When You Wander: A Search-and-Rescue Dog Story
by Margarita Engle, illustrated by Mary Morgan
Henry Holt, 2013
“If you are lost, stay in one place. Hug a tree. Think of me.”
On paper everything about this sounds didactic and cloying, in the sort of way that might give one a headache and a toothache at the same time. A sniffing school graduate offers help to would-be lost children to keep them safe and get them found. Her first person (first canine?) exposition outlines specific procedures to be undertaken by a lost toddler matched to the dog’s skills and knowledge.
And it is sweet, make no mistake, and not without purpose.

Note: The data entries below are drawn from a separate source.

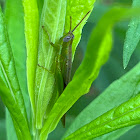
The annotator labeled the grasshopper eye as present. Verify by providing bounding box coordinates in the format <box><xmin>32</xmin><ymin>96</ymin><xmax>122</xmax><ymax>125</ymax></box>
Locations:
<box><xmin>63</xmin><ymin>36</ymin><xmax>72</xmax><ymax>42</ymax></box>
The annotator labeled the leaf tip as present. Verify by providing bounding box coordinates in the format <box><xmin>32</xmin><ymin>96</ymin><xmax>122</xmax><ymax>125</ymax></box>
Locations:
<box><xmin>123</xmin><ymin>62</ymin><xmax>127</xmax><ymax>69</ymax></box>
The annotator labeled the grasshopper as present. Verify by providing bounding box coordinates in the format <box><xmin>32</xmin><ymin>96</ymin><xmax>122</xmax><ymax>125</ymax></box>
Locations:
<box><xmin>41</xmin><ymin>11</ymin><xmax>91</xmax><ymax>126</ymax></box>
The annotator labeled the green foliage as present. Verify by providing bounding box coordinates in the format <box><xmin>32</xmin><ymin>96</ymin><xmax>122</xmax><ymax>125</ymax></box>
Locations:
<box><xmin>22</xmin><ymin>0</ymin><xmax>39</xmax><ymax>118</ymax></box>
<box><xmin>4</xmin><ymin>0</ymin><xmax>31</xmax><ymax>138</ymax></box>
<box><xmin>118</xmin><ymin>125</ymin><xmax>140</xmax><ymax>140</ymax></box>
<box><xmin>64</xmin><ymin>92</ymin><xmax>140</xmax><ymax>140</ymax></box>
<box><xmin>39</xmin><ymin>6</ymin><xmax>140</xmax><ymax>140</ymax></box>
<box><xmin>64</xmin><ymin>62</ymin><xmax>140</xmax><ymax>139</ymax></box>
<box><xmin>123</xmin><ymin>0</ymin><xmax>140</xmax><ymax>68</ymax></box>
<box><xmin>0</xmin><ymin>7</ymin><xmax>31</xmax><ymax>139</ymax></box>
<box><xmin>6</xmin><ymin>110</ymin><xmax>18</xmax><ymax>140</ymax></box>
<box><xmin>0</xmin><ymin>119</ymin><xmax>6</xmax><ymax>140</ymax></box>
<box><xmin>1</xmin><ymin>0</ymin><xmax>140</xmax><ymax>140</ymax></box>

But it is so much more than that. The language is warm and clear, presenting the instructions in an easy, friendly way, studded with details of particular meaning to a child. It is lilting and confident and happy on the tongue, broken like verse to reinforce its poetic rhythms to the reader-alouder. The toddler in question is shown in the rescue dog’s imagination, doing toddlery things that leave an indelible olfactory trail. The pictures themselves, soft and unapologetically accessible, establish a tone of security and success. And so children understand being lost in terms of the dog’s expertise, not the danger the dfficulty represents. In a final spread the roles are switched, as the child, now safe home in bed, dreams of her rescuer in a dream bubble of her own.
Above all, though, this is a story. I wouldn’t hesitate for a moment reading this aloud to a group of children, not because it contains important information that all children need to hear, but because it is purely delightful. Would that more books built on a message could be so.